`EQX_ON_ERROR=breakpoint` and `diffeqsolve` causes tracer leakage ?
Hi Patrick, i'm getting weird behavior with HEAD and its use with EQX_ON_ERROR=breakpoint.
Here is a MWE :
import jax
import jax.numpy as jnp
import diffrax
with jax.checking_leaks():
ts = jnp.linspace(0.0, 1.0, 10)
ys = diffrax.diffeqsolve(
diffrax.ODETerm(lambda t, y, args: -y),
diffrax.Bosh3(),
t0=ts[0],
t1=ts[-1],
dt0=ts[1] - ts[0],
y0=jnp.ones((1, )),
saveat=diffrax.SaveAt(ts=ts),
)
Launching the file once is OK.
Then if I set the bash variable export EQX_ON_ERROR=breakpoint in another terminal and re-run the MWE, the error stack outputs leaked tracers (and EQX_ON_ERROR=breakpoint doesn't open a jax.debug.breakpoint where the error arises) :
Traceback (most recent call last):
File "/home/monsel/Desktop/sandbox_diffrax/mwe.py", line 10, in <module>
ys = diffrax.diffeqsolve(
File "/home/monsel/miniconda3/envs/sandbox_diffrax/lib/python3.10/site-packages/equinox/_jit.py", line 239, in __call__
return self._call(False, args, kwargs)
File "/home/monsel/miniconda3/envs/sandbox_diffrax/lib/python3.10/site-packages/equinox/_module.py", line 1093, in __call__
return self.__func__(self.__self__, *args, **kwargs)
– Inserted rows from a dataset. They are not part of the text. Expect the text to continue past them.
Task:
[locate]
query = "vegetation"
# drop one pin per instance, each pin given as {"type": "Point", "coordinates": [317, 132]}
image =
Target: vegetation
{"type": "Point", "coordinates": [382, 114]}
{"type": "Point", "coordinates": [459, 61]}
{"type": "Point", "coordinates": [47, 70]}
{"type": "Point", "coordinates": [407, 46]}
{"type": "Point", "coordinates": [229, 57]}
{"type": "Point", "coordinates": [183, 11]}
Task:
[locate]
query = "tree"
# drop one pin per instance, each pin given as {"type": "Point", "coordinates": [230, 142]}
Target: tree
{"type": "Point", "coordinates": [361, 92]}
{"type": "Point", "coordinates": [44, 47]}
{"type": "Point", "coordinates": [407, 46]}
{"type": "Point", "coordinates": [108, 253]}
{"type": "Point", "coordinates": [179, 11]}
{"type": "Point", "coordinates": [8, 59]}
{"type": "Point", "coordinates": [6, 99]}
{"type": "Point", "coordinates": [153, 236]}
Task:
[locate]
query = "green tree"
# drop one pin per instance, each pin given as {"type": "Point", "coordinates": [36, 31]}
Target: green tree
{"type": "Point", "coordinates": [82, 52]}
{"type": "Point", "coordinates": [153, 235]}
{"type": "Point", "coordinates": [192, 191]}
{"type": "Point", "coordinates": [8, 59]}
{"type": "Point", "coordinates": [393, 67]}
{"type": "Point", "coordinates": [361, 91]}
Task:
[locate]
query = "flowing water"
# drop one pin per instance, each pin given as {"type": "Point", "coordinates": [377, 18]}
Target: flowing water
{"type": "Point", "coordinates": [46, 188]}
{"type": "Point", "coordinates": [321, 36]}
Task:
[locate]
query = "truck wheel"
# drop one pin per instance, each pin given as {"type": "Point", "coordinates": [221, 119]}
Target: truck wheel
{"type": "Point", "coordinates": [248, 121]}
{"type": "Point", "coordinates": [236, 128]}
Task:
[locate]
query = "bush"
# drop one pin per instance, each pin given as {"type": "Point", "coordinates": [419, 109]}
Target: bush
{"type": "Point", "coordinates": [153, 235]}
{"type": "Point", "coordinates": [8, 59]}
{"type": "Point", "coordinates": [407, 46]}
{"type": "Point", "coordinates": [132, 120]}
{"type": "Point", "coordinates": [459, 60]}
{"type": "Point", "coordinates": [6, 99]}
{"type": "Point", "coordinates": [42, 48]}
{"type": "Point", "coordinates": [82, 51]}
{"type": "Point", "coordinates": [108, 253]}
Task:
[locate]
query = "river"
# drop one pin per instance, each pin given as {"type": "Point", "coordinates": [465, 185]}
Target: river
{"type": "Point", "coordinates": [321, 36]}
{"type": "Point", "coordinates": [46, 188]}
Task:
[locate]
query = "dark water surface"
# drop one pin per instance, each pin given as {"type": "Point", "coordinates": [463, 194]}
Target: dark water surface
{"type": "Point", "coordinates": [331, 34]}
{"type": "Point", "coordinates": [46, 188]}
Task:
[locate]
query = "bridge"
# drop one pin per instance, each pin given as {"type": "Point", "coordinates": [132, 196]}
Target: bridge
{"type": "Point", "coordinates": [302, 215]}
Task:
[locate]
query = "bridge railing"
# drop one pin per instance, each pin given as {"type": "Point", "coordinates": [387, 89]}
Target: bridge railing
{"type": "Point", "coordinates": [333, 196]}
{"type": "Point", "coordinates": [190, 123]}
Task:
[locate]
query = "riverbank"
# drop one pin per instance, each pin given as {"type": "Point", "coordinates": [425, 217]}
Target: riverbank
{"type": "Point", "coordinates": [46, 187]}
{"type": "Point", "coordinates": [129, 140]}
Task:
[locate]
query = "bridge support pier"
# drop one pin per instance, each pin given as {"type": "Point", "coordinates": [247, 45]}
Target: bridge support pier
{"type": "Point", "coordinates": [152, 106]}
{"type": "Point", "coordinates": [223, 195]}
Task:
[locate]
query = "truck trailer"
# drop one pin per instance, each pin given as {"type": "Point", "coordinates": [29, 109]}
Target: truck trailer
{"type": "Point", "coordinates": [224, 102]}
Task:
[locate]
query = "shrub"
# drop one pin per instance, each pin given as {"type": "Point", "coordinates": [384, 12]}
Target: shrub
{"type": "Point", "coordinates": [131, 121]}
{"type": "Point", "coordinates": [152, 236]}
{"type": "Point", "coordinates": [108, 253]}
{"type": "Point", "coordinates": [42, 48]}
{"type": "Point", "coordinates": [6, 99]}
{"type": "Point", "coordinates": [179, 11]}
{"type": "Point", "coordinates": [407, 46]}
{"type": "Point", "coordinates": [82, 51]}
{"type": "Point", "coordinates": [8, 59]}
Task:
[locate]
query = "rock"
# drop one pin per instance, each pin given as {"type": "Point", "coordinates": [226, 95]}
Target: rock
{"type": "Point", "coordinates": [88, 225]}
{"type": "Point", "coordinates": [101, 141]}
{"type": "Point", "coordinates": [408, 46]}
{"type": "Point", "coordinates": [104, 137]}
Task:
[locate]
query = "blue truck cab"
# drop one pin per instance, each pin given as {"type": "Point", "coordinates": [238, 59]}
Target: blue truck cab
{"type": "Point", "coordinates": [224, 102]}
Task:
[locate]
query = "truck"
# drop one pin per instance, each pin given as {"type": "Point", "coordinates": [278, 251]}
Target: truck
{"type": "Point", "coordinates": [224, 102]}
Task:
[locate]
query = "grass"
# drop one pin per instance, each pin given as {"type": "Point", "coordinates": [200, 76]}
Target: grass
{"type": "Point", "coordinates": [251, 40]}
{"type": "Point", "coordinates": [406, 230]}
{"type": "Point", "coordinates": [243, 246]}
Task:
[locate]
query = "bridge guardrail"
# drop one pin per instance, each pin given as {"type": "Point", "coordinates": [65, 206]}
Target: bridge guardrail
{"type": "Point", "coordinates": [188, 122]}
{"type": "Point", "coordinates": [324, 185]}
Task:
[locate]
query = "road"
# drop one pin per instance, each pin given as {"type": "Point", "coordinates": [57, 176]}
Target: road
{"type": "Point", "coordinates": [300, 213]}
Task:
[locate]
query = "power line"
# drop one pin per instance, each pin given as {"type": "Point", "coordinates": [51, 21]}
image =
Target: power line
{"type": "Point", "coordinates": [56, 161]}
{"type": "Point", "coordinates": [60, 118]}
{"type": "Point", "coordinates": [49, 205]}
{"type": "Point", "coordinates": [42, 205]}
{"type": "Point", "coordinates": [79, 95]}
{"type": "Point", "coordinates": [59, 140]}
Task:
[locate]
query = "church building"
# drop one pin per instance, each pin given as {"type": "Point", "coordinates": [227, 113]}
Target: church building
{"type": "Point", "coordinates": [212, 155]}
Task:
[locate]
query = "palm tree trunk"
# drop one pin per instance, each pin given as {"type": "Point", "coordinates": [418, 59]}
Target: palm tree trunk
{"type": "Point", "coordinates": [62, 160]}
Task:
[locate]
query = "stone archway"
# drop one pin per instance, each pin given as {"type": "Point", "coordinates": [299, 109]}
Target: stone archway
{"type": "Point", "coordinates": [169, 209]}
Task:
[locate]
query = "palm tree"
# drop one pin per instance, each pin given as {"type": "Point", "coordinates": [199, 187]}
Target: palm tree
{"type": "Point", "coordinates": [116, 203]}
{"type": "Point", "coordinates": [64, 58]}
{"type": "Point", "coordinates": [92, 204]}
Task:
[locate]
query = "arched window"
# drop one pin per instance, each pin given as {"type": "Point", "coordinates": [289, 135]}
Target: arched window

File "/home/monsel/miniconda3/envs/sandbox_diffrax/lib/python3.10/site-packages/equinox/_jit.py", line 212, in _call
out = self._cached(dynamic_donate, dynamic_nodonate, static)
File "/home/monsel/miniconda3/envs/sandbox_diffrax/lib/python3.10/site-packages/equinox/_errors.py", line 187, in fixed_jit_impl
return jit_fun(*args2, **kwargs2)
File "/home/monsel/miniconda3/envs/sandbox_diffrax/lib/python3.10/contextlib.py", line 142, in __exit__
next(self.gen)
Exception: Leaked trace MainTrace(1,DynamicJaxprTrace). Leaked tracer(s):
Traced<ShapedArray(float32[1])>with<DynamicJaxprTrace(level=1/0)>
This DynamicJaxprTracer was created on line /home/monsel/Desktop/sandbox_diffrax/mwe.py:10 (<module>)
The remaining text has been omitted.